Log format and Meta Information Fields

It is recommended to first understand the schema design of Loggie’s internal log data schema design.

Loggie is deployed in different environments. If you need to add some meta information to the original log data and want it be compatible with existing formats, you can refer to the following methods.

Field Format Conversion

Use Schema Interceptor

Use schema interceptor to add time fields, as well as pipelineName and sourceName fields. In addition, you can rename the field, such as modify body to message. Refer to schema interceptor.

In most cases, we need the configuration to take effect globally instead of just adding the interceptor in a pipeline. Therefore, it is recommended to add the schema interceptor to the defaults of the system configuration, so as to avoid to configure the interceptor for each pipeline.

loggie.yml

  1. loggie:
  2. defaults:
  3. interceptors:
  4. - type: schema
  5. name: global
  6. order: 700
  7. addMeta:
  8. timestamp:
  9. key: "@timestamp"
  10. remap:
  11. body:
  12. key: message

The name here is for identification, to avoid that when a schema interceptor is added to the pipeline, the verification will fail. In addition, set the order field to a smaller value (the default is 900), so that the interceptor in default will be executed prior to other interceptors defined in the pipeline.

Use Transformer Interceptor

Tranformer provides richer functions and can deal with complex log scenarios.
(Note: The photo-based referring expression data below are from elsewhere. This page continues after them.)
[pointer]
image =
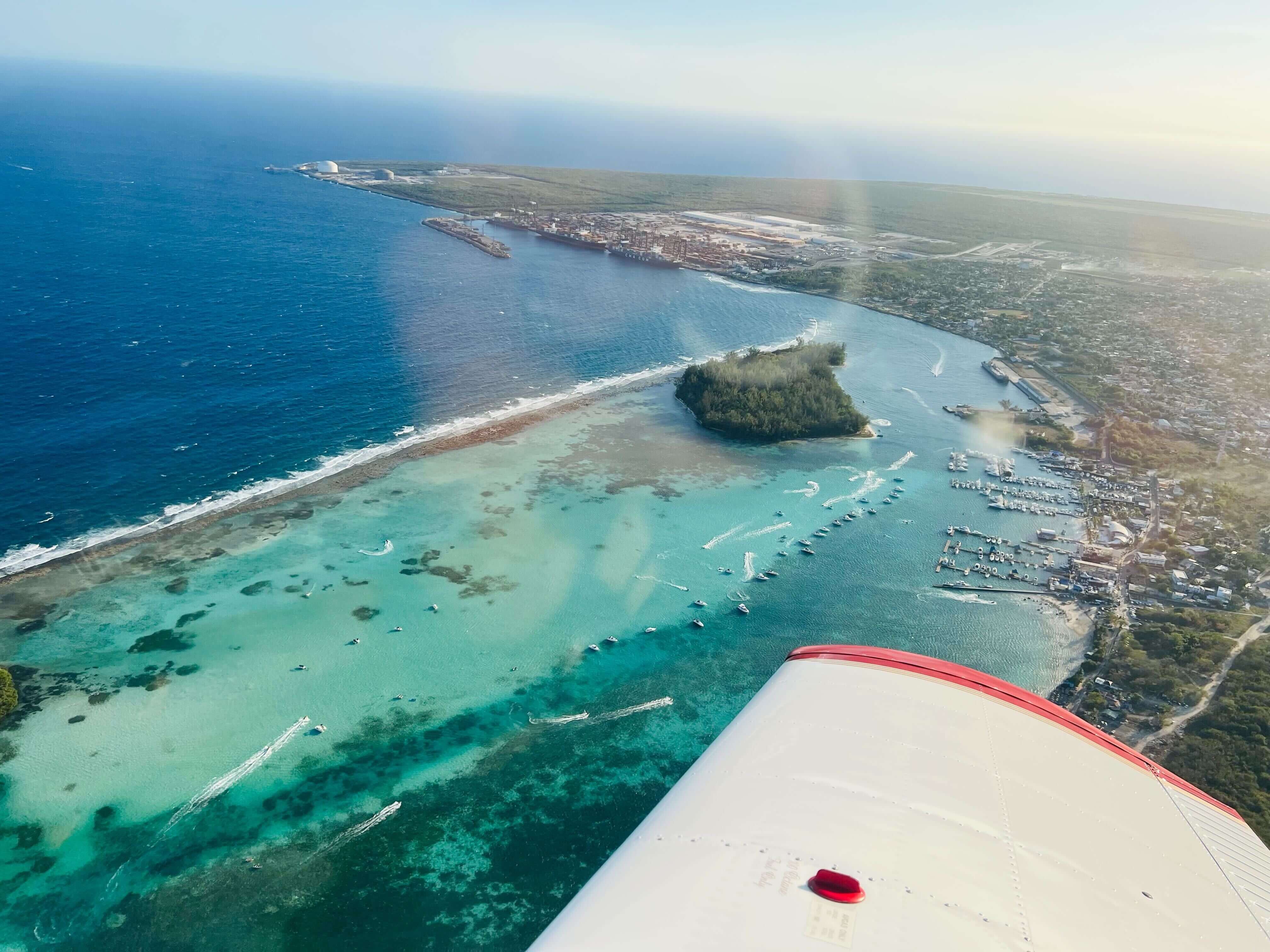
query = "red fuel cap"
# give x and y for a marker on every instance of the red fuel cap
(838, 888)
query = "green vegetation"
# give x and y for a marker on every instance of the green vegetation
(1226, 751)
(1173, 653)
(8, 695)
(788, 394)
(961, 215)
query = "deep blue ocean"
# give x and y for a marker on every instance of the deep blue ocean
(181, 324)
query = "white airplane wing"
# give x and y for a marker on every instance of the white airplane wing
(948, 809)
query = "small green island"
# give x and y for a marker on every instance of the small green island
(776, 395)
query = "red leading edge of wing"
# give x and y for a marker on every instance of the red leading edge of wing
(1003, 691)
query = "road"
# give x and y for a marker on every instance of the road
(1255, 631)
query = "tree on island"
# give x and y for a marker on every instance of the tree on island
(788, 394)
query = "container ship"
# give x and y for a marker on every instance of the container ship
(655, 258)
(576, 239)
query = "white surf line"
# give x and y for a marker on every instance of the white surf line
(566, 719)
(919, 399)
(23, 558)
(663, 582)
(806, 493)
(637, 709)
(355, 832)
(902, 460)
(768, 529)
(223, 784)
(719, 539)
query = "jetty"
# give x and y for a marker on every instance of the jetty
(466, 233)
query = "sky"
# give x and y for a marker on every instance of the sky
(1169, 76)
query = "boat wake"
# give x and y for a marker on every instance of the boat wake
(355, 832)
(223, 784)
(900, 462)
(719, 539)
(813, 488)
(629, 711)
(968, 597)
(919, 399)
(768, 529)
(23, 558)
(662, 582)
(566, 719)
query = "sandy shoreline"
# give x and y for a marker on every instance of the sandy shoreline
(356, 475)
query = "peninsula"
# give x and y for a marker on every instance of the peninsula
(788, 394)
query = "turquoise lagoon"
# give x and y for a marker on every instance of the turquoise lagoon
(164, 672)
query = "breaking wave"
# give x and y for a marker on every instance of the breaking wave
(23, 558)
(807, 493)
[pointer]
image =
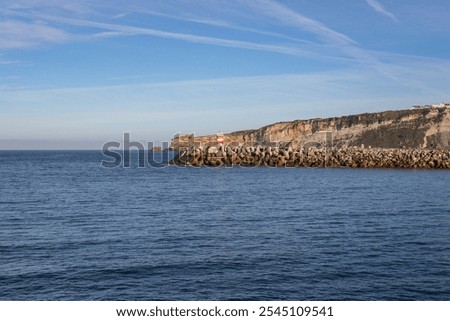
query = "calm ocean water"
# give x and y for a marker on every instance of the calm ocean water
(72, 230)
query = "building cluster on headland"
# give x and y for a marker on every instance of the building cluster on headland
(413, 138)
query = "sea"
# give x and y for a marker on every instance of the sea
(72, 229)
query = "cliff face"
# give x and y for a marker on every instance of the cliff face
(413, 128)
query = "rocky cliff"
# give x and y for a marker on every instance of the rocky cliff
(412, 128)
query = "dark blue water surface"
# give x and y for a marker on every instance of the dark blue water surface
(72, 230)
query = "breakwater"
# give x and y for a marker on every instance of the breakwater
(249, 156)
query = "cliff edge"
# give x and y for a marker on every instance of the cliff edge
(411, 128)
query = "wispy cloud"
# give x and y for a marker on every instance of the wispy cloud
(380, 9)
(114, 30)
(17, 34)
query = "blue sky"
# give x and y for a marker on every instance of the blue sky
(75, 74)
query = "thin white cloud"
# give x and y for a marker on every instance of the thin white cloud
(113, 30)
(380, 9)
(287, 16)
(17, 34)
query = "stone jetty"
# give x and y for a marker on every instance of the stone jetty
(260, 155)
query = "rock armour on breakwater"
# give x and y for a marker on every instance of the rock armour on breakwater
(249, 156)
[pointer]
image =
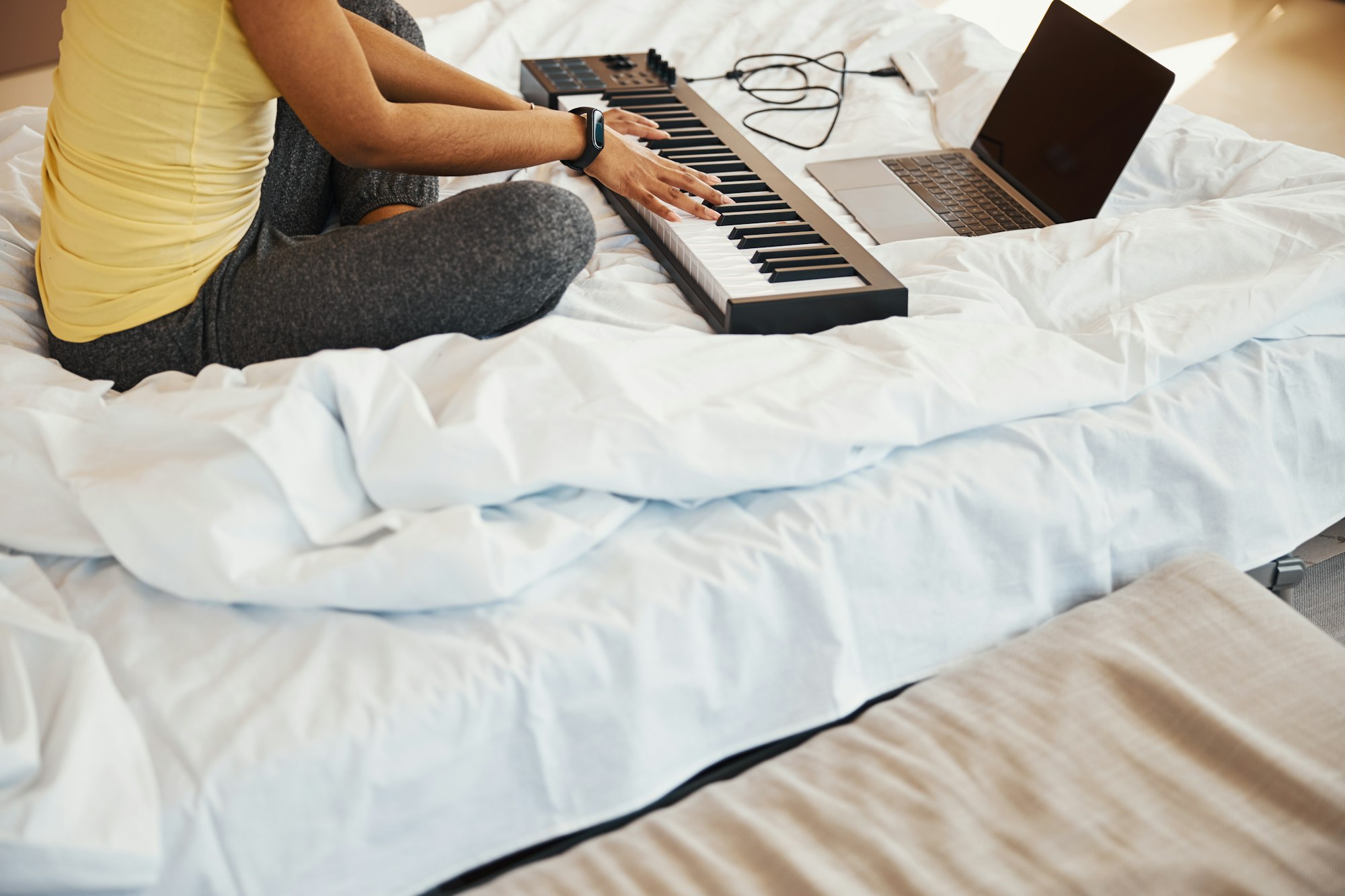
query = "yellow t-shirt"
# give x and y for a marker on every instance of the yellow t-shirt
(157, 145)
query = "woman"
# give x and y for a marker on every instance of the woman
(184, 205)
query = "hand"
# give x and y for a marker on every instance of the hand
(642, 175)
(633, 124)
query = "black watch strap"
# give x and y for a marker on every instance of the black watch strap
(595, 135)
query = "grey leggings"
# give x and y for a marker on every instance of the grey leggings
(481, 263)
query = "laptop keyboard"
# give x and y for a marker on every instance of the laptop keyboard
(961, 193)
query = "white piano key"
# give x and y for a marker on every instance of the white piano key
(715, 261)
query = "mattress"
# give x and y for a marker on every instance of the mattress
(365, 620)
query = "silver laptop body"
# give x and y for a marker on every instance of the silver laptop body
(1051, 150)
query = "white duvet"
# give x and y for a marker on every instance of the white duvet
(454, 473)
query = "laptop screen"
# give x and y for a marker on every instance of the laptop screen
(1073, 114)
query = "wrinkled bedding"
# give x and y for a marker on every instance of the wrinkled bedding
(613, 475)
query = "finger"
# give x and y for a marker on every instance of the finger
(646, 132)
(680, 200)
(653, 204)
(692, 173)
(689, 182)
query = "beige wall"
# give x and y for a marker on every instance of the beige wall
(1273, 68)
(29, 33)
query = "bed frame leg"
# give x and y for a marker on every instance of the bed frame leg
(1281, 575)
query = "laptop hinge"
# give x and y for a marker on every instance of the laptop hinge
(1013, 182)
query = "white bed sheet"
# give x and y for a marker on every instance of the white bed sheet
(325, 751)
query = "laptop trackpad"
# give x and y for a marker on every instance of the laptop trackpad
(892, 213)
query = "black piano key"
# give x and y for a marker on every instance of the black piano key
(653, 112)
(786, 239)
(766, 196)
(615, 96)
(718, 167)
(685, 143)
(732, 218)
(802, 261)
(820, 272)
(793, 252)
(744, 198)
(769, 229)
(755, 206)
(637, 101)
(703, 154)
(701, 158)
(731, 185)
(673, 119)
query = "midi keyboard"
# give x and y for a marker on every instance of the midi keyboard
(774, 261)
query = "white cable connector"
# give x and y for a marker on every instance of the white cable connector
(918, 77)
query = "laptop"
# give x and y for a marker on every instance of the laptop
(1051, 150)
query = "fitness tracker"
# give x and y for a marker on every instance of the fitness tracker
(595, 135)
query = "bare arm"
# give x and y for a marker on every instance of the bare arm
(311, 52)
(406, 73)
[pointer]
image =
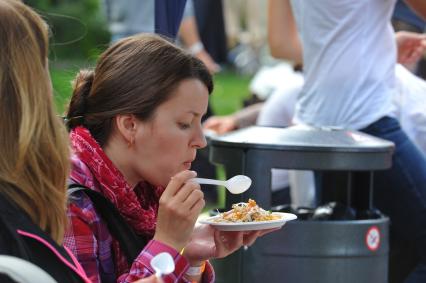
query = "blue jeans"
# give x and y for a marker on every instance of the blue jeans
(400, 193)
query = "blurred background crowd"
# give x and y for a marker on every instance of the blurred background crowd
(230, 37)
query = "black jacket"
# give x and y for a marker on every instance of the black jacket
(20, 237)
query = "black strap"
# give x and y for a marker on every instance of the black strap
(130, 243)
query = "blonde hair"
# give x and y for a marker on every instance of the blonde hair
(34, 151)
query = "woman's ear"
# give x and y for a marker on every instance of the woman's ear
(126, 127)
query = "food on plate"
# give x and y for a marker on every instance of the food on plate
(246, 212)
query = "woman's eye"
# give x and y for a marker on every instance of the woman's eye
(184, 126)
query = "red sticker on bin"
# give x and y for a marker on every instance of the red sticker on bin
(372, 238)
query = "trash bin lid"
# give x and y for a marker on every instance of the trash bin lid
(312, 146)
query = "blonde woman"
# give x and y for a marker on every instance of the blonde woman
(34, 150)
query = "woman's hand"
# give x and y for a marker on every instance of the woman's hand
(411, 46)
(207, 242)
(180, 205)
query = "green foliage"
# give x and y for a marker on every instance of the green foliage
(78, 28)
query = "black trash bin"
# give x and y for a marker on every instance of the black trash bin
(304, 250)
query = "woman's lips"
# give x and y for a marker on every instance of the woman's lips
(187, 165)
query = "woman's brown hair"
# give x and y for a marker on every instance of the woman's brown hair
(34, 151)
(133, 76)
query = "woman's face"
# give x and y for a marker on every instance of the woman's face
(167, 143)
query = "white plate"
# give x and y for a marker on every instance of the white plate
(250, 226)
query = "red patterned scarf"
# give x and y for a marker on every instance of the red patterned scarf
(138, 205)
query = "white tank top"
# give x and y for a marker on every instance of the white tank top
(349, 56)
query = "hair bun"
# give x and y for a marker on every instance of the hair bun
(82, 85)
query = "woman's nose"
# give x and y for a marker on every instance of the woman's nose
(200, 140)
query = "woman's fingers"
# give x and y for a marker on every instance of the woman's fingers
(250, 237)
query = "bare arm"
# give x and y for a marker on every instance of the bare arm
(418, 6)
(188, 32)
(283, 37)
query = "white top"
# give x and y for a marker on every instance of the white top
(349, 56)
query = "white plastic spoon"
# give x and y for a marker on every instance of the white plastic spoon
(236, 185)
(163, 264)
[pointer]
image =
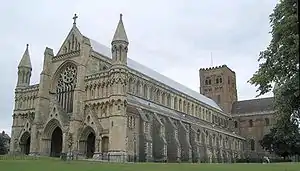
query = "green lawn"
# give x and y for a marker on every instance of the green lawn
(57, 165)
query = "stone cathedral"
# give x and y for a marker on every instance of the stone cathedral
(98, 103)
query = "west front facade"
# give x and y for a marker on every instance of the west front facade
(98, 103)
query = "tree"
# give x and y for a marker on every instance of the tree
(283, 140)
(280, 65)
(3, 148)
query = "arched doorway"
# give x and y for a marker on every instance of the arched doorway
(90, 145)
(25, 143)
(104, 145)
(56, 142)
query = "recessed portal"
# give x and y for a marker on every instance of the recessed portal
(56, 142)
(90, 145)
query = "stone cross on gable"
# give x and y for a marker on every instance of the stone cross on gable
(74, 18)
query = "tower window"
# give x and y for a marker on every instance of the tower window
(235, 124)
(219, 98)
(252, 144)
(250, 123)
(267, 121)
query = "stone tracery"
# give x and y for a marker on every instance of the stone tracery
(65, 87)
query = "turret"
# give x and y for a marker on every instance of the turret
(119, 44)
(24, 70)
(118, 79)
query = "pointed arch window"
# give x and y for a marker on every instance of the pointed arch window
(198, 135)
(250, 123)
(252, 144)
(65, 86)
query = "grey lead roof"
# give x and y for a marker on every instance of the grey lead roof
(103, 50)
(253, 105)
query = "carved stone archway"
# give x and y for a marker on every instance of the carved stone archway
(25, 143)
(87, 142)
(52, 138)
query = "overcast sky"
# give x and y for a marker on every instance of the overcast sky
(174, 37)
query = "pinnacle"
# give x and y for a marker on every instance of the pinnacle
(25, 61)
(120, 34)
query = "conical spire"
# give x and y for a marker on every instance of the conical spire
(25, 61)
(120, 34)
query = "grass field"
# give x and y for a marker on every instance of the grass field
(57, 165)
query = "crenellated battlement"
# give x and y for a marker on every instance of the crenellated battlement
(216, 67)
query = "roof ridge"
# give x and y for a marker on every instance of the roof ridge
(104, 50)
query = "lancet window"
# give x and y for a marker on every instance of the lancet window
(65, 87)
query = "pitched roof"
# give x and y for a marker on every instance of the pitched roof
(253, 106)
(120, 33)
(105, 51)
(25, 61)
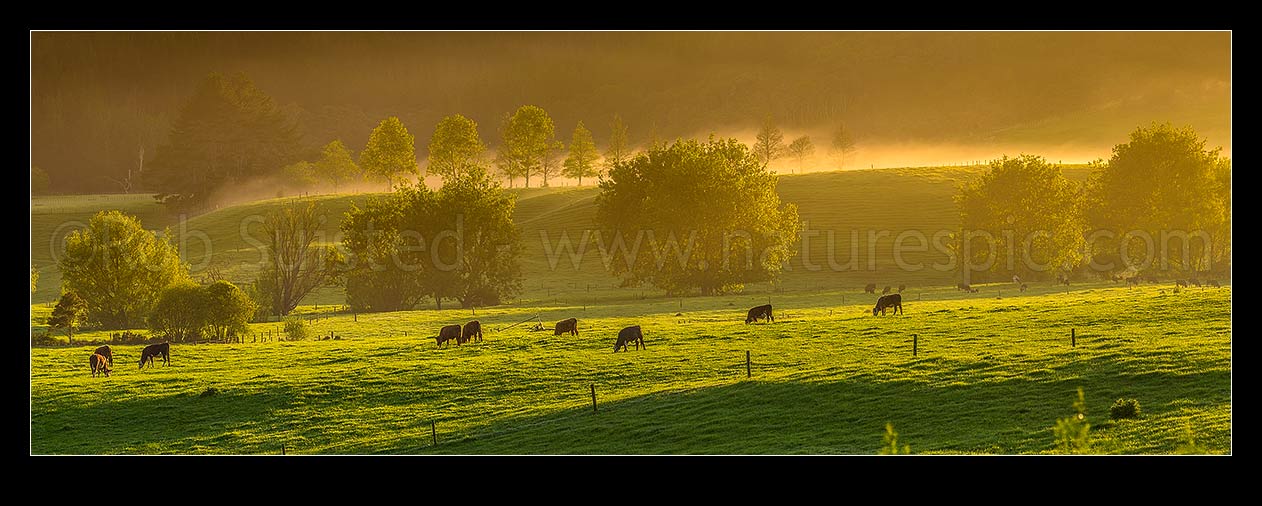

Please refer to transformer interceptor

Add Meta Information

Add Custom Meta Information to Fields

If we configure some custom fields on the source.

pipelines.yml

  1. pipelines:
  2. - name: local
  3. sources:
  4. - type: file
  5. name: demo
  6. paths:
  7. - /tmp/log/*.log
  8. fields:
  9. topic: "loggie"
  10. sink:
  11. type: dev
  12. printEvents: true
  13. codec:
  14. pretty: true

Then the sink output is:

  1. {
  2. "fields": {
  3. "topic": "loggie",
  4. },
  5. "body": "01-Dec-2021 03:13:58.298 INFO [main] Starting service [Catalina]"
  6. }

We can also configure fieldsUnderRoot: true, so that key:value are at the same level as body.

pipelines.yml

  1. pipelines:
  2. - name: local
  3. sources:
  4. - type: file
  5. fields:
  6. topic: "loggie"
  7. fieldsUnderRoot: true
  8. ...
  1. {
  2. "topic": "loggie",
  3. "body": "01-Dec-2021 03:13:58.298 INFO [main] Starting service [Catalina]"
  4. }

Add Log Collection Status Information of File Source

When we use the file source, we may want to automatically add some log collection status to the raw data, such as the name of the collected file, the offset of the collected file, etc. The file source provides a addonMeta configuration that can be quickly enabled.

Example: add addonMeta: true .

file source

  1. sources:
  2. - type: file
  3. paths:
  4. - /var/log/*.log
  5. addonMeta: true

At this point, the collected events will become similar to the following:

Example

  1. {
  2. "body": "this is test",
  3. "state": {
  4. "pipeline": "local",
  5. "source": "demo",
  6. "filename": "/var/log/a.log",
  7. "timestamp": "2006-01-02T15:04:05.000Z",
  8. "offset": 1024,
  9. "bytes": 4096,
  10. "hostname": "node-1"
  11. }
  12. }

For specific field meanings, please refer to file source

Add Kubernetes Meta Information

In Kubernetes, in order to retrieve the collected container logs using the namespace/podName and other information during query, it is often necessary to add relevant metadata. We can configure additional k8s fields in discovery.kubernetes of the system configuration.

See discovery

Add System Built-in Meta Information

There is some built-in meta information in the Loggie system, and we also want to send it to the downstream. At this time, we need to use the addMeta processor in the normalize interceptor. (It should be noted that this operation will have a certain impact on the collection and transmission performance. Under normal circumstances, this method is not recommended)

pipelines.yml

  1. pipelines:
  2. - name: local
  3. sources:
  4. - type: file
  5. name: demo
  6. paths:
  7. - /tmp/log/*.log
  8. fields:
  9. topic: "loggie"
  10. interceptors:
  11. - type: normalize
  12. processors:
  13. - addMeta: ~
  14. sink:
  15. type: dev
  16. printEvents: true
  17. codec:
  18. pretty: true

After the addMeta processor is configured, all the built-in meta information of the system will be output by default.

The default Json format output example is as follows:

Example

  1. {
  2. "fields": {
  3. "topic": "loggie"
  4. },
  5. "meta": {
  6. "systemState": {
  7. "nextOffset": 720,
  8. "filename": "/tmp/log/a.log",
  9. "collectTime": "2022-03-08T11:33:47.369813+08:00",
  10. "contentBytes": 90,
  11. "jobUid": "43772050-16777231",
  12. "lineNumber": 8,
  13. "offset": 630
  14. },
  15. "systemProductTime": "2022-03-08T11:33:47.370166+08:00",
  16. "systemPipelineName": "local",
  17. "systemSourceName": "demo"
  18. },
  19. "body": "01-Dec-2021 03:13:58.298 INFO [main] Starting service [Catalina]"
  20. }

We may feel that this data is too much, or want to modify the field. We can use the action in the transformer interceptor.